Talk about bad weather. The forecast for Jupiter is a massive storm. That’s the same storm that has been hammering the planet for at least 350 years, as far as we know.
The storm is Jupiter’s famous red spot, an area of high pressure in the South Equatorial Belt that has produced the largest anticyclonic (counter-clockwise) storm in the solar system, with wind speeds up to 268 mph. Inside the spot are extreme acoustic waves that travel upwards for about 500 miles above the storm. In the upper atmosphere, energy from the wave is converted to heat, and temperatures reach 2,420 degrees.
The storm persists because, unlike Earth, Jupiter has no hard surface to slow it down. While it might have a rocky core, it is mainly gases, surrounded by at least 80 moons.

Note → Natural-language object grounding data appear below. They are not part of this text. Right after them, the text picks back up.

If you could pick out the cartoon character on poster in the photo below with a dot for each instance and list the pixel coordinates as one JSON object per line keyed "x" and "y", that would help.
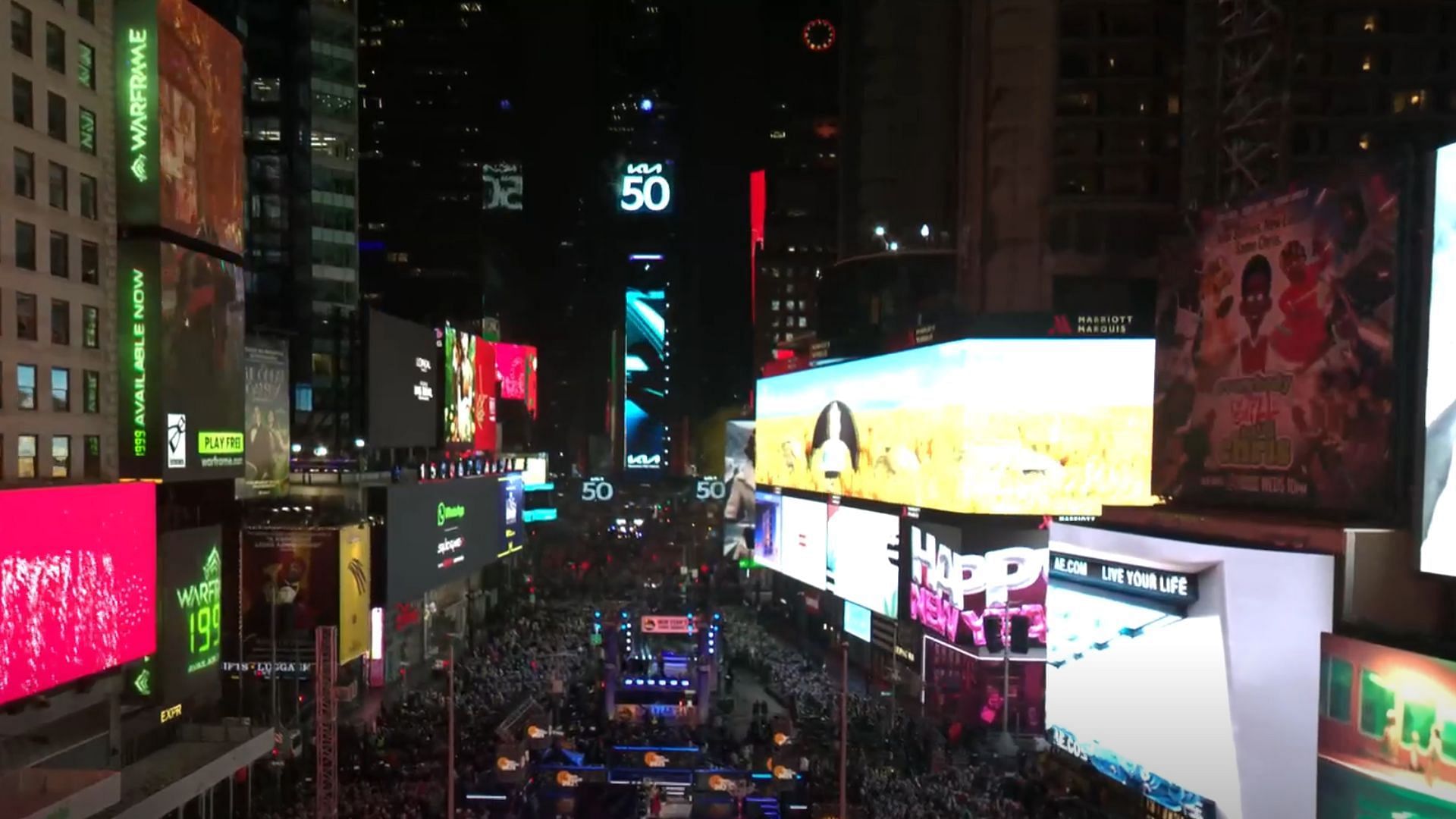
{"x": 1274, "y": 368}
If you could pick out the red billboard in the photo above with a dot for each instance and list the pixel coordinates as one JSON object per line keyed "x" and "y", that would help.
{"x": 77, "y": 583}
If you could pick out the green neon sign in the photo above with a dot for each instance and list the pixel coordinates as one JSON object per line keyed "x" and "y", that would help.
{"x": 446, "y": 512}
{"x": 139, "y": 88}
{"x": 201, "y": 605}
{"x": 220, "y": 444}
{"x": 139, "y": 363}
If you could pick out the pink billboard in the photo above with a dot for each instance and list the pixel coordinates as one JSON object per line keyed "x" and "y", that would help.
{"x": 77, "y": 583}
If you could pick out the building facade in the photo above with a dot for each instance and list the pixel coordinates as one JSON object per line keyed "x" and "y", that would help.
{"x": 58, "y": 226}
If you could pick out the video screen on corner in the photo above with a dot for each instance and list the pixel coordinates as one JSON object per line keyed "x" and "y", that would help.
{"x": 77, "y": 583}
{"x": 403, "y": 382}
{"x": 200, "y": 69}
{"x": 440, "y": 531}
{"x": 1056, "y": 426}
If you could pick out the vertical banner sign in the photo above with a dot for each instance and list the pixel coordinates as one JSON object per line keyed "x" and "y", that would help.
{"x": 139, "y": 130}
{"x": 139, "y": 379}
{"x": 1276, "y": 373}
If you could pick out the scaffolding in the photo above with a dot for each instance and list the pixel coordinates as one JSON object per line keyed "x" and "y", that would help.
{"x": 325, "y": 722}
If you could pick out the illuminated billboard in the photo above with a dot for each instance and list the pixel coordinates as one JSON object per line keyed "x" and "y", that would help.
{"x": 1438, "y": 525}
{"x": 190, "y": 613}
{"x": 739, "y": 480}
{"x": 471, "y": 392}
{"x": 181, "y": 363}
{"x": 645, "y": 366}
{"x": 1276, "y": 366}
{"x": 77, "y": 583}
{"x": 180, "y": 111}
{"x": 1047, "y": 426}
{"x": 1386, "y": 732}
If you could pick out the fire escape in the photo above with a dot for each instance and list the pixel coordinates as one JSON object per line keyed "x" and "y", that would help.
{"x": 327, "y": 722}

But what if the storm ends? It might happen in the next 20 years. In fact, scientists say the storm that creates Jupiter’s iconic red spot seems to have been getting smaller for a long time. The storm on the giant planet is larger than Earth — about 10,000 miles long — but in the 19th century, it might have been 30,000 miles long. If the storm has been subsiding, that means Jupiter’s iconic spot — that big red blotch — might actually disappear. As you might expect, scientists disagree on that.